The Herald Investment Trust and Saba Capital Management dispute has become a reference case study for the structural vulnerabilities in UK closed-ended fund governance. The combination of persistent discounts to net asset value and relatively low barriers to accumulating large minority positions has allowed activist investors to position themselves as disruptors even in funds with strong long-term performance records. Herald Investment Trust’s 2,904% net asset value total return since inception is not a fund that failed its shareholders on performance grounds; the discount problem is a structural feature of the investment trust market rather than a management failure.
The industry response to this episode will likely shape governance frameworks for years to come. The Association of Investment Companies and the broader UK investment trust sector have watched the Herald Investment Trust situation closely, given that Saba simultaneously targeted multiple trusts in early 2025. The backstop mechanism employed here, structured to pass on a simple majority and therefore insulated from minority veto, offers a potential template for boards facing similar situations. The tax-efficient rollover option under discussion adds a further layer of shareholder-friendly structuring that other boards may seek to replicate should activist pressure continue across the sector.
Key takeaways: What the Herald Investment Trust liquidity update means for shareholders, competitors, and the investment trust sector
- Herald Investment Trust’s cash and government bond position has risen to approximately 26% of net assets as at 26 March 2026, up from 18.4% at the end of February, reflecting an accelerated programme of portfolio sales ahead of a potential Backstop Tender Offer.
- The Backstop Tender Offer, which allows eligible shareholders to tender up to 100% of their holdings at close to net asset value, requires only a simple majority vote and cannot be blocked by Saba Capital Management with its current approximately 30.7% stake.
- The board is simultaneously pursuing a tax-efficient alternative structure that would allow long-term shareholders to remain invested in a non-Saba controlled vehicle without crystallising capital gains, though this is contingent on third-party agreements and regulatory approvals.
- A successful negotiated resolution with Saba remains the board’s stated preference and would preserve the current fund structure under manager Katie Potts, avoiding the portfolio bifurcation that the Backstop Tender Offer would create.
- The acceleration of portfolio sales, including less liquid holdings, reduces execution risk in any tender scenario but simultaneously dilutes the fund’s exposure to the small-cap technology strategy that underpinned its 2,904% net asset value total return since inception.

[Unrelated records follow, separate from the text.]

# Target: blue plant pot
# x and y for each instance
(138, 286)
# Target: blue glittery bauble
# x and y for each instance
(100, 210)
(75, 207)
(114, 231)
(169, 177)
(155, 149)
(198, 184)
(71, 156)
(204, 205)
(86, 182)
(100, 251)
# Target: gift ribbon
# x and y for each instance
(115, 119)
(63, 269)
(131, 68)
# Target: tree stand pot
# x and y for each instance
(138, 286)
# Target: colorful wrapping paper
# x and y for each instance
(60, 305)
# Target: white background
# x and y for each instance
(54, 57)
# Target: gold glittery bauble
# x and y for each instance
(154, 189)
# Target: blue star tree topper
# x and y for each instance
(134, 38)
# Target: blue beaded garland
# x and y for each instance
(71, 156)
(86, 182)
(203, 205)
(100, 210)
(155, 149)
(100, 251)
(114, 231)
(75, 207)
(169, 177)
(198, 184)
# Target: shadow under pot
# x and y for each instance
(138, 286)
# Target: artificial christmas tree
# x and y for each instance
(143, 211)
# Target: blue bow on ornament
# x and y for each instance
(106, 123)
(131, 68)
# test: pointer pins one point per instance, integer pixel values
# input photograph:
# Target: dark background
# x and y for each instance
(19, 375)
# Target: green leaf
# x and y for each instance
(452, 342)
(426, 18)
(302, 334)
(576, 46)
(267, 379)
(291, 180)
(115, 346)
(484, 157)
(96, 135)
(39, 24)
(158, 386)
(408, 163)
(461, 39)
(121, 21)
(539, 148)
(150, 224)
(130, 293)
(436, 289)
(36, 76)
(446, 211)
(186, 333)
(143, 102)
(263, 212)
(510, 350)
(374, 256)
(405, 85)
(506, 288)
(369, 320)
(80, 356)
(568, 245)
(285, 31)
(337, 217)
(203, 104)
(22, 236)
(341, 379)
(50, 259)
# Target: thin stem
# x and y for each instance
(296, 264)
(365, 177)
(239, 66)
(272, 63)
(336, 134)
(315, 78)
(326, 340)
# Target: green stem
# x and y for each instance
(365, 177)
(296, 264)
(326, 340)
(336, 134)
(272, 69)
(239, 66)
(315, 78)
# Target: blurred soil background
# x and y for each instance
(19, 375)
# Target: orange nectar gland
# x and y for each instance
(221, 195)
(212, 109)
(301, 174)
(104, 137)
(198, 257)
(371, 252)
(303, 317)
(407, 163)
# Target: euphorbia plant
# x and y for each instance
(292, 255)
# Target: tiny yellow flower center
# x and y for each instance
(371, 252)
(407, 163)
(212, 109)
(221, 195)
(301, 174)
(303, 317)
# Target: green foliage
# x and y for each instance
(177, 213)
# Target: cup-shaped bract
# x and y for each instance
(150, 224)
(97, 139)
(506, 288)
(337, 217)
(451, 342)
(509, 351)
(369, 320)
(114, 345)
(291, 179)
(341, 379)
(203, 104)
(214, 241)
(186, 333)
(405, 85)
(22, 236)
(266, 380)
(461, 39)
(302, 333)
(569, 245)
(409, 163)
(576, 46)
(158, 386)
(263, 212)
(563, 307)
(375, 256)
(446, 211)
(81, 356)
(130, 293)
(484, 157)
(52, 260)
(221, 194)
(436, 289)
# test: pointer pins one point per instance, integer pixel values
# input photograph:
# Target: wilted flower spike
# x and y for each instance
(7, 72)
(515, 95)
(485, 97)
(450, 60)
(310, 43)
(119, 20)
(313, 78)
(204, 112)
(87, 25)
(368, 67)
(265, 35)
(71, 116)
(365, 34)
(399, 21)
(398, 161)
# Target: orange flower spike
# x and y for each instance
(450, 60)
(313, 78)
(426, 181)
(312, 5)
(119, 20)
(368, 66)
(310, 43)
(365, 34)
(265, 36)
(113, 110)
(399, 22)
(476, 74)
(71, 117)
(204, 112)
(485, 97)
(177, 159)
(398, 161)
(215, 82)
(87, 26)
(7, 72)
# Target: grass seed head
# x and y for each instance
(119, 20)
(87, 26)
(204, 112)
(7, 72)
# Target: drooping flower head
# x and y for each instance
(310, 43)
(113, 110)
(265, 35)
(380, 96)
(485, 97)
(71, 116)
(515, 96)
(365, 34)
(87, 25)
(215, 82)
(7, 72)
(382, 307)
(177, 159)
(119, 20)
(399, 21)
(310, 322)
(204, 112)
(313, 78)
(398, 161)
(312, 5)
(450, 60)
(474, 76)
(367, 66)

- Long-term shareholders face a structurally asymmetric choice: exit via tender and potentially face a capital gains tax liability on substantial unrealised gains, remain in a fund that may become effectively Saba-controlled, or await a tax-efficient rollover structure that remains unconfirmed.
- The market has broadly priced in a tender outcome near net asset value since January 2026, but resolution of the tax-efficient continuation option could add incremental upside for holders focused on long-term reinvestment.
- The Herald Investment Trust situation has established a governance template for UK investment trusts facing activist campaigns: a backstop mechanism passable on a simple majority, combined with accelerated liquidity preparation and parallel exploration of tax-efficient continuation structures.
- The duration of the standoff is itself creating portfolio drag. Every week that cash sits in government bonds rather than deployed in small-cap technology equities represents an opportunity cost that will require active management to recover post-resolution.
- The broader UK investment trust sector is watching this dispute as a precedent. Boards with persistent discount problems and concentrated activist shareholders will need to assess whether their governance frameworks are sufficiently robust to withstand similar pressure.